„Pojedynek” długodystansowców na bieżni stadionu Legii Warszawa pomiędzy Januszem Kusocińskim a Finem Volmari Iso-Hollo (z prawej), 15.10.1932 r.
Ten pojedynek długodystansowców miał być rewanżem fińskiego sportowca za przegraną na Igrzyskach Olimpijskich w Los Angeles (1932) na 10 000 m z Januszem Kusocińskim. Ustalono, że obydwaj lekkoatleci zmierzą się na dwóch dystansach: 2 mile angielskie i 5 000 m. Pierwszy z biegów odbył się w sobotę 15 października. Jeszcze przed rozpoczęciem zawodów prasa polska jednoznacznie stawiała na zwycięstwo „Kusego” i rozpisywała się o jego przewadze nad Iso-Hollo pod każdym względem. Jednak niepokój wzbudzał stan bieżni na stadionie oraz deszczowa pogoda. Polak, jak później przyznał, miał plan ustanowić nowy rekord świata. Janusz Kusociński wygrał ten pierwszy bieg z czasem 9:07,4 a Fin osiągnął czas 9:09,4. Polakowi zabrakło prawie 8 sekund do nowego rekordu świata.

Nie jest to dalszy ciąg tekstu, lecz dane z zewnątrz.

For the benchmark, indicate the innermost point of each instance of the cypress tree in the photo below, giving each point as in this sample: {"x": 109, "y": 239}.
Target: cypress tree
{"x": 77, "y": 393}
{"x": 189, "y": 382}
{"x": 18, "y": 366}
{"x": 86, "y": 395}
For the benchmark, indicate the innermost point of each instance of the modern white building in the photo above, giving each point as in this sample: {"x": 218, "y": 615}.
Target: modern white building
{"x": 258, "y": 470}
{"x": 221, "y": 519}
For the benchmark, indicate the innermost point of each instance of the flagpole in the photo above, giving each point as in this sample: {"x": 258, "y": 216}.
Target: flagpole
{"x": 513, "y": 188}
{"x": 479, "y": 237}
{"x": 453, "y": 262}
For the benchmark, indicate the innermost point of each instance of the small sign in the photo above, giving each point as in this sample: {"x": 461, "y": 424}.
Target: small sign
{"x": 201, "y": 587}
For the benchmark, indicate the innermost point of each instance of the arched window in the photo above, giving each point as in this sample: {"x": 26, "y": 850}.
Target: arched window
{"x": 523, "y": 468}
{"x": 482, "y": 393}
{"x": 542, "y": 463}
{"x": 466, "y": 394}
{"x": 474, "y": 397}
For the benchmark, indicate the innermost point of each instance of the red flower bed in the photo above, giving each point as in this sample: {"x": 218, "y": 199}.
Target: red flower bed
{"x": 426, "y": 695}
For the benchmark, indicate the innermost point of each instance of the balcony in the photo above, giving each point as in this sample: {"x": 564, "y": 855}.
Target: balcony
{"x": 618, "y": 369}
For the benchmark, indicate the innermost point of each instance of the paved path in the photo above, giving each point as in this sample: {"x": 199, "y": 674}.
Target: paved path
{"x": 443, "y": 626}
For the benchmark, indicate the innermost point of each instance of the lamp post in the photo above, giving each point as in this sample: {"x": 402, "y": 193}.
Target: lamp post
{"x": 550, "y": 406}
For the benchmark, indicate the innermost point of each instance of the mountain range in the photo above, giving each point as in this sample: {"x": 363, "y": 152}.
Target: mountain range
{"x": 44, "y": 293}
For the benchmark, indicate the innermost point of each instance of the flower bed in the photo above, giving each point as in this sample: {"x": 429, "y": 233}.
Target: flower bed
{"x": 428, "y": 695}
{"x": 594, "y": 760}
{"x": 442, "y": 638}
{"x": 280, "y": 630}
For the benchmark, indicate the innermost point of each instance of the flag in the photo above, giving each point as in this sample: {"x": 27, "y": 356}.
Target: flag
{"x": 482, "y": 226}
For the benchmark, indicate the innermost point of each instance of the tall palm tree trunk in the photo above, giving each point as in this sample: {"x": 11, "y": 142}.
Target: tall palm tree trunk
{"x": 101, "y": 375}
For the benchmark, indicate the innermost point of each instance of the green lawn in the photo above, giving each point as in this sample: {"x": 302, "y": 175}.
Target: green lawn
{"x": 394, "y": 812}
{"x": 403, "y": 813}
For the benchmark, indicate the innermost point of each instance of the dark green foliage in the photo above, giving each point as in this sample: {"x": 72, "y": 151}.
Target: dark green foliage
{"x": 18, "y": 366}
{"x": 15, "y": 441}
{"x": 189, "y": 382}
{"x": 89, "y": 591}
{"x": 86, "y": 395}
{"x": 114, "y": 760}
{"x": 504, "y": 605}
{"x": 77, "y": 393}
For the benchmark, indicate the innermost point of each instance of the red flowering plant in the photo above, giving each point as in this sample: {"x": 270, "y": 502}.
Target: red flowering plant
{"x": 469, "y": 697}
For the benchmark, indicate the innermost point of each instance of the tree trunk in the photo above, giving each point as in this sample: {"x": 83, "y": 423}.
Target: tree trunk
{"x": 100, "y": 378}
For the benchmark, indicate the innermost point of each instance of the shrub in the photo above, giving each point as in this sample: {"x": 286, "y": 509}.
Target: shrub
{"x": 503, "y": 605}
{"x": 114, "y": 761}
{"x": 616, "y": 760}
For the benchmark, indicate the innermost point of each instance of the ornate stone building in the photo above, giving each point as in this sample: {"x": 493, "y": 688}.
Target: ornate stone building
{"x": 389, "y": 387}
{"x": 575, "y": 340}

Kolejny bieg (na 5 000 m) miał się odbyć w niedzielę, jednak ze względu na niesprzyjającą pogodę przeniesiono go na wtorek tj. 18 października. I tym razem „Kusy” nie dał żadnych szans rywalowi. Wygrał ustanawiając nowy rekord Polski z czasem 14:41,8. Volmari Iso-Hollo zakończył bieg z wynikiem 14:42,2. Za ogólne słabe tempo obydwu biegów obwiniano głównie stan nawierzchni, która na skutek opadów deszczu namokła i stała się bardzo uciążliwa dla biegaczy. „Pojedynek” Kusocińskiego i Iso-Hollo odbywał się podczas warszawskich zawodów lekkoatletycznych, kończących sezon w Polsce. Dla Polskiego Radia zawody relacjonował Wojciech Trojanowski (były lekkoatleta), który podczas finiszu biegu Kusocińskiego z Finem na 5 000 m został zasłonięty przez kibiców wiwatujących na cześć wpadającego na metę Polaka. Redaktor nie wiele myśląc wskoczył na stół komentatorski, lecz ten nie wytrzymał i pękł. Trojanowskiemu pomogli koledzy dziennikarze i podtrzymując go w górze na rękach i plecach umożliwili mu dokończenie relacji.
Volmari Iso-Hollo należał do tzw. „wielkiej trójki” fińskich długodystansowców, jak nazywała ich ówczesna prasa sportowa. W jej skład wchodzili pozostali odwieczni rywale „Kusego”: Paavo Nurmi i Lauri Lehtinen.